Le 8 Février 1921, vingt mille personnes, bravant des températures si froides que les instruments de musique gelaient, se rassemblèrent et marchèrent en procession funéraire dans la ville de Dimitrov, une banlieue de Moscou. Ils vinrent pour rendre un dernier hommage à un homme, Pierre Kropotkine et à sa philosophie: l’anarchisme.
Quelques 90 ans plus tard, peu de gens connaissent Kropotkine. De plus, le mot anarchisme a été tellement vidé de sa substance, qu’il est devenu synonyme de chaos et de nihilisme. Ceci est d’autant plus regrettable, qu’à la fois l’homme et la philosophie qu’il fit tant pour développer, ont tant à nous apprendre en 2012.
Je suis même étonné qu’Hollywood ait toujours à découvrir Kropotkine, car sa vie est un roman et faite de trucs dont on fait les grands films. Né privilégié, il a passé sa vie à lutter contre l’injustice et la pauvreté. Révolutionnaire toute sa vie durant, il était aussi un géographe et un zoologiste de renommée mondiale. De fait, l’intersection de la politique et de la science fut la caractéristique de la plus grande partie de sa vie.
Ses luttes contre la tyrannie furent la cause pour lui, d’années passées dans les geôles russes et françaises. La première fois qu’il fut emprisonné en Russie, une levée de boucliers d’un grand nombre d’intellectuels du monde entier mena à sa libération. La seconde fois, il planifia et réalisa une évasion spectaculaire et parvint à quitter le pays. A la fin de sa vie, de retour dans sa Russie natale, il soutint avec enthousiasme le renversement du tzar, mais condamna de manière égale les méthodes violentes et de plus en plus autoritaires de Lénine.
Dans les années 1920, Roger N. Baldwin résuma Kropotkine de cette façon:
“Beaucoup de personnes qui le connurent personnellement se réfèrent à Kropotkine comme étant ‘l’homme le plus noble’ qu’ils aient jamais rencontré. Oscar Wilde le qualifia d’une des deux seule personnes véritablement heureuse qu’il ait jamais rencontrée… Dans le mouvement anarchiste, il était tenu en la plus haute affection par des milliers de gens, les ouvriers français l’appelaient ‘notre Pierre’. N’assumant jamais une position de chef, il menait par la force morale de sa personalité et sa largeur d’esprit. Il incarnait une mesure extraordinaire de hautes qualités avec un sens social des plus fin et des plus passionné. Sa vie a fait forte impression sur une grande variété de classes, du monde scientifique, du mouvement révolutionnaire russe, des mouvements radicaux de toutes les écoles et dans le monde littéraire qui était peu enclin à la science et à la révolution.”
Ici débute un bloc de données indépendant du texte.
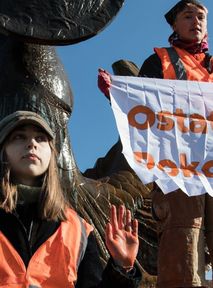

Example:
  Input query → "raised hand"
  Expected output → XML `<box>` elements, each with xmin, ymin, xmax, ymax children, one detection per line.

<box><xmin>106</xmin><ymin>205</ymin><xmax>139</xmax><ymax>268</ymax></box>
<box><xmin>98</xmin><ymin>68</ymin><xmax>111</xmax><ymax>99</ymax></box>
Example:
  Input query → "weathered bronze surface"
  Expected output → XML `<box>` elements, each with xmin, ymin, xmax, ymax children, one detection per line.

<box><xmin>0</xmin><ymin>0</ymin><xmax>124</xmax><ymax>45</ymax></box>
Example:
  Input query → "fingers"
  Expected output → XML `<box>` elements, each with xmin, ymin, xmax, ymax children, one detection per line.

<box><xmin>110</xmin><ymin>205</ymin><xmax>118</xmax><ymax>230</ymax></box>
<box><xmin>110</xmin><ymin>205</ymin><xmax>138</xmax><ymax>235</ymax></box>
<box><xmin>132</xmin><ymin>219</ymin><xmax>138</xmax><ymax>236</ymax></box>
<box><xmin>125</xmin><ymin>210</ymin><xmax>132</xmax><ymax>232</ymax></box>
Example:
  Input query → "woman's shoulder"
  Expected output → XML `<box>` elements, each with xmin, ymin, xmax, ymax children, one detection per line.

<box><xmin>138</xmin><ymin>53</ymin><xmax>163</xmax><ymax>78</ymax></box>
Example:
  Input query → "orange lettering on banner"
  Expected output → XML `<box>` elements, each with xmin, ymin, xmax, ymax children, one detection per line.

<box><xmin>134</xmin><ymin>152</ymin><xmax>213</xmax><ymax>178</ymax></box>
<box><xmin>180</xmin><ymin>153</ymin><xmax>201</xmax><ymax>177</ymax></box>
<box><xmin>206</xmin><ymin>112</ymin><xmax>213</xmax><ymax>129</ymax></box>
<box><xmin>127</xmin><ymin>105</ymin><xmax>155</xmax><ymax>130</ymax></box>
<box><xmin>134</xmin><ymin>152</ymin><xmax>155</xmax><ymax>169</ymax></box>
<box><xmin>157</xmin><ymin>111</ymin><xmax>175</xmax><ymax>131</ymax></box>
<box><xmin>158</xmin><ymin>159</ymin><xmax>179</xmax><ymax>177</ymax></box>
<box><xmin>190</xmin><ymin>113</ymin><xmax>207</xmax><ymax>134</ymax></box>
<box><xmin>202</xmin><ymin>160</ymin><xmax>213</xmax><ymax>178</ymax></box>
<box><xmin>127</xmin><ymin>105</ymin><xmax>213</xmax><ymax>134</ymax></box>
<box><xmin>174</xmin><ymin>109</ymin><xmax>189</xmax><ymax>133</ymax></box>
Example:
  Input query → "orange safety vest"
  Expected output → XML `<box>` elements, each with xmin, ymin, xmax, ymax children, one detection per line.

<box><xmin>0</xmin><ymin>209</ymin><xmax>93</xmax><ymax>288</ymax></box>
<box><xmin>154</xmin><ymin>47</ymin><xmax>213</xmax><ymax>82</ymax></box>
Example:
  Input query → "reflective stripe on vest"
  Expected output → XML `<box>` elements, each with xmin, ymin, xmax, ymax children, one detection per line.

<box><xmin>154</xmin><ymin>47</ymin><xmax>213</xmax><ymax>82</ymax></box>
<box><xmin>0</xmin><ymin>209</ymin><xmax>93</xmax><ymax>288</ymax></box>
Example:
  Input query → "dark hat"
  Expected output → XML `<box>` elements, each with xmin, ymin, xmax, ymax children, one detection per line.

<box><xmin>0</xmin><ymin>111</ymin><xmax>54</xmax><ymax>145</ymax></box>
<box><xmin>164</xmin><ymin>0</ymin><xmax>207</xmax><ymax>26</ymax></box>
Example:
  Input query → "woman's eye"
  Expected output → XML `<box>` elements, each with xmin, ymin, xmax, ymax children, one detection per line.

<box><xmin>36</xmin><ymin>135</ymin><xmax>48</xmax><ymax>142</ymax></box>
<box><xmin>12</xmin><ymin>134</ymin><xmax>25</xmax><ymax>140</ymax></box>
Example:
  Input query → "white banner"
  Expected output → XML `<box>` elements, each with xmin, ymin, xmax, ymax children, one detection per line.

<box><xmin>110</xmin><ymin>76</ymin><xmax>213</xmax><ymax>196</ymax></box>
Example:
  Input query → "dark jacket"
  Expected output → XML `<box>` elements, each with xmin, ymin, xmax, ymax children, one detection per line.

<box><xmin>0</xmin><ymin>203</ymin><xmax>141</xmax><ymax>288</ymax></box>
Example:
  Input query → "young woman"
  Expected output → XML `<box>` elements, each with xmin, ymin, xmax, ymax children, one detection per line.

<box><xmin>0</xmin><ymin>111</ymin><xmax>141</xmax><ymax>288</ymax></box>
<box><xmin>98</xmin><ymin>0</ymin><xmax>213</xmax><ymax>288</ymax></box>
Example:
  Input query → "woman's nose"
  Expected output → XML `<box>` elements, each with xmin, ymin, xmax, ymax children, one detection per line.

<box><xmin>194</xmin><ymin>17</ymin><xmax>200</xmax><ymax>24</ymax></box>
<box><xmin>26</xmin><ymin>138</ymin><xmax>37</xmax><ymax>148</ymax></box>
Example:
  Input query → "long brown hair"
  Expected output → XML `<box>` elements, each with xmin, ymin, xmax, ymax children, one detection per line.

<box><xmin>0</xmin><ymin>140</ymin><xmax>69</xmax><ymax>221</ymax></box>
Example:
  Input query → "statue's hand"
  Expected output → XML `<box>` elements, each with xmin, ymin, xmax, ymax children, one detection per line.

<box><xmin>106</xmin><ymin>205</ymin><xmax>139</xmax><ymax>268</ymax></box>
<box><xmin>98</xmin><ymin>68</ymin><xmax>111</xmax><ymax>99</ymax></box>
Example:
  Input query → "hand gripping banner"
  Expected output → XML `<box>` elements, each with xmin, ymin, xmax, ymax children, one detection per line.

<box><xmin>110</xmin><ymin>76</ymin><xmax>213</xmax><ymax>196</ymax></box>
En ce qui nous concerne, son héritage le plus profond demeure dans son travail sur l’anarchisme, une philosophie dont il fut sans doute la figure de proue. Il s’aperçut que la société se dirigeait dans la mauvaise direction et il identifia la bonne direction à suivre en utilisant la même méthode scientifique qui l’aida à bouleverser la profession de géographe en prouvant que les cartes existantes de l’Asie avaient les montagnes alignées dans la mauvaise direction.
L’évènement déterminant qui mena Kropotkine à embrasser l’anarchisme fut la publication du travail de Charles Darwin “De l’origine des espèces” en 1859. Alors que la thèse de Darwin sur l’Homme descendant du primate était très controversive, sa thèse sur la sélection naturelle qui impliquerait “une survie du plus apte” au travers d’une lutte violente entre et au sein des espèces, fut adoptée de manière enthousiaste par le 1% de l’époque afin de pouvoir justifier chaque inégalité sociale comme étant une conséquence inéluctable de la lutte pour l’existence. Andrew Carnegie insista sur le fait que d’après lui la “loi” de la compétition est “meilleure pour l’espèce car elle assure la survie du plus apte dans tous les départements”. “Nous acceptons et nous nous réjouissons de la grande inégalité et de la concentration des affaires dans les mains du plus petit nombre.” L’homme le plus riche de la planète, John D. Rockefeller, surenchérit péremptoirement en disant: “La croissance d’une grosse affaire n’est que la survie du plus apte… La mise en application d’une loi de la nature.”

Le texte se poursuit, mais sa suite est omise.